Sans rien dire il alla prendre sa place ordinaire au coin du feu. Comme il se baissait vers le foyer et y choisissait une braise pour allumer sa pipe, le vieux dit :

— Une belle idée que tu as eue là !

Et, tout de suite, comme si depuis le matin tous les deux avaient discuté et rediscuté la chose à l’infini, la vieille ajouta :

— Autant de perdu avec le reste.

Pierre rejeta vivement dans le feu la braise ardente qu’il pinçait entre ses doigts tannés et il se leva.

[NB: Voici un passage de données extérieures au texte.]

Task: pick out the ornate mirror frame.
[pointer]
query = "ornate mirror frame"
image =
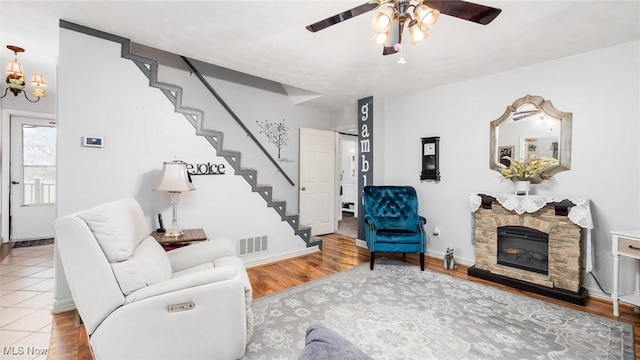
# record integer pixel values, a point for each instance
(564, 149)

— La dépense, dit-il sourdement, ça me regarde !

Et, ouvrant doucement la porte, il sortit dans la nuit.

Au-dessus de sa tête, le ciel blanc étincelait. Toutes les étoiles du firmament envoyaient à la terre gelée leurs rayons fixes ou vacillants. Arrivé au cimetière, Pierre, selon son habitude de tous les soirs depuis que Thérèse y dormait, s’arrêta, puis il pénétra dans l’enclos fermé, se pencha sur la croix de bois et murmura :

— Thérèse !

La grosse colère qui avait torturé son cœur depuis un an s’était presque apaisée, il resta là longtemps, courbé vers le sol, écoutant dans la nuit, comme si les morts comprenaient les pensées sans le secours des paroles, et qu’auprès d’eux la grande solitude de la vie cessât d’être.